Publisher's note: Springer Nature remains neutral with regard to jurisdictional claims in published maps and institutional affiliations.

Extended data figures and tables

Extended Data Figure 1 Annotated MS/MS spectra for RACK1 modifications detected in VacV-infected or B1–mCherry-expressing NHDFs.

a, Fully annotated MS/MS spectra including scan and charge state of indicated RACK1 peptides from VacV-infected cells. b, Fully annotated MS/MS spectra including scan and charge state of indicated RACK1 peptides from B1–mCherry-expressing cells. MS analysis represents two (a) and one (b) replicate(s).

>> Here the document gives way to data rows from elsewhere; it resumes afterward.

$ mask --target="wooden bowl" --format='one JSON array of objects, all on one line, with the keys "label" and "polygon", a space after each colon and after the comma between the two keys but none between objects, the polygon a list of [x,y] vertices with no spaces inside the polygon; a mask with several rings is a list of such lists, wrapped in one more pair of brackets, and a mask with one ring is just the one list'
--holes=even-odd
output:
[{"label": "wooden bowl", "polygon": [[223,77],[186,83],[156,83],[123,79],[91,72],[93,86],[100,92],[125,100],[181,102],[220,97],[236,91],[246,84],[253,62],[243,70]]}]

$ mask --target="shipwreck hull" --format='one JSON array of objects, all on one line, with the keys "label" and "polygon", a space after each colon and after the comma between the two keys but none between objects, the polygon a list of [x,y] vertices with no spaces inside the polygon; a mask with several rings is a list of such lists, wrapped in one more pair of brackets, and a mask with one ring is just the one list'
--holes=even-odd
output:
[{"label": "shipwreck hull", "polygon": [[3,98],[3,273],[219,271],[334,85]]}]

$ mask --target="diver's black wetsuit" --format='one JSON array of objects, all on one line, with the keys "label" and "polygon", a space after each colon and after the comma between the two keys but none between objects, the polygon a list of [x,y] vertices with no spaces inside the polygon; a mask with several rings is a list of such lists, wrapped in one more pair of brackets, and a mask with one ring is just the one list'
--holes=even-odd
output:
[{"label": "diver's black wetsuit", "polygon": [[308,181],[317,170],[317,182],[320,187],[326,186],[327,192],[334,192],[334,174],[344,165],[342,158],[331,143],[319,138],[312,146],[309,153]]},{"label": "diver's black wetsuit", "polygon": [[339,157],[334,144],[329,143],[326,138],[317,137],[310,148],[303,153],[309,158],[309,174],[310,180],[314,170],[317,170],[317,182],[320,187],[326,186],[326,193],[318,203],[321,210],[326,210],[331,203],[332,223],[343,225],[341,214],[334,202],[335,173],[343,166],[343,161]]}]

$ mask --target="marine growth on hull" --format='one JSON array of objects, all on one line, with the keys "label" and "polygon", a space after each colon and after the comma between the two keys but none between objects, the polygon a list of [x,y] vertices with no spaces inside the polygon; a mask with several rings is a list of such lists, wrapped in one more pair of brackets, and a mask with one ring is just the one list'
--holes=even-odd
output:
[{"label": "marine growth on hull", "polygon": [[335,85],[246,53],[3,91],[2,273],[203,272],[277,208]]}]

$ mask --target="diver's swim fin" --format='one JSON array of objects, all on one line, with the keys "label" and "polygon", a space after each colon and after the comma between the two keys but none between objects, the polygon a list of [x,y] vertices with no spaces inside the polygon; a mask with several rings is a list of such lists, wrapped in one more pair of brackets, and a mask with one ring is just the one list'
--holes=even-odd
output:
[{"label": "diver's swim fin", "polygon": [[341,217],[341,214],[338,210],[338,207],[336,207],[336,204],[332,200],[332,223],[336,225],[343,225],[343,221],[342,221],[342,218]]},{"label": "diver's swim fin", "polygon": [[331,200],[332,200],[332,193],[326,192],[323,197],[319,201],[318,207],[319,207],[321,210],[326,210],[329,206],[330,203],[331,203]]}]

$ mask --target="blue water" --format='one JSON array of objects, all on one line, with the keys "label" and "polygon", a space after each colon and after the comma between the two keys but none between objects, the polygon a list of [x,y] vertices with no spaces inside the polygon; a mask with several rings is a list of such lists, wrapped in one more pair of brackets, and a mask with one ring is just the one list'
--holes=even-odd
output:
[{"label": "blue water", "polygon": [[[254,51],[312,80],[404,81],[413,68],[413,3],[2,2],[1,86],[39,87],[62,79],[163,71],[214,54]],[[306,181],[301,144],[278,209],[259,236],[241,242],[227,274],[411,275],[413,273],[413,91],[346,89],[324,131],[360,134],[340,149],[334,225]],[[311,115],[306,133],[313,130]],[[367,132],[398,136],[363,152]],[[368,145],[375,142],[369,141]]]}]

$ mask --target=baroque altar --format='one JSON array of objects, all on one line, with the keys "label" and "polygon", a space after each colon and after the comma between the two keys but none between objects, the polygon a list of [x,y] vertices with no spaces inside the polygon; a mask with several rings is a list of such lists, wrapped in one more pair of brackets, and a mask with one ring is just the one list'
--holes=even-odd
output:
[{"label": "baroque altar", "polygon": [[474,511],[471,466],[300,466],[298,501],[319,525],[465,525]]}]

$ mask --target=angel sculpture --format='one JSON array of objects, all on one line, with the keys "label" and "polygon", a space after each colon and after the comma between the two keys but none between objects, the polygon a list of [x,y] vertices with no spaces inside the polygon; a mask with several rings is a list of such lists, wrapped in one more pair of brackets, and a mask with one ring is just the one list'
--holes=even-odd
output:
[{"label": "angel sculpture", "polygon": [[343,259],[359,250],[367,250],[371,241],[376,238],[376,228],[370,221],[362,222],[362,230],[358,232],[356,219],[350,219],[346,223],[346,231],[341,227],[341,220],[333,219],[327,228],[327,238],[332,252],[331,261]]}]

Extended Data Figure 2 PKCβII inhibition suppresses RACK1 modification.

a, Effects of RACK1 or PKCβII depletion, or PKCβII inhibition using PMA, on the formation of RACK1 doublets and RACK1 mobility in uninfected or VacV-infected NHDFs. Doublets and migration shifts to majority of RACK1 in the slower-migrating form are indicated. b, c, To compensate for natural distortion of bands in the outer lanes in SDS–PAGE gels when analysing multiple samples, portions of the uncropped blot in a are aligned to illustrate the presence of doublets and the migration of phosphorylated (P) and non-phosphorylated (non-P) species of RACK1 under each condition. Data are representative of 3 independent replicates. For raw gel data see Supplementary Fig. 1.

Extended Data Figure 3 PKCβII inhibition prevents host shut-off and formation of viral factories associated with late stages of VacV infection.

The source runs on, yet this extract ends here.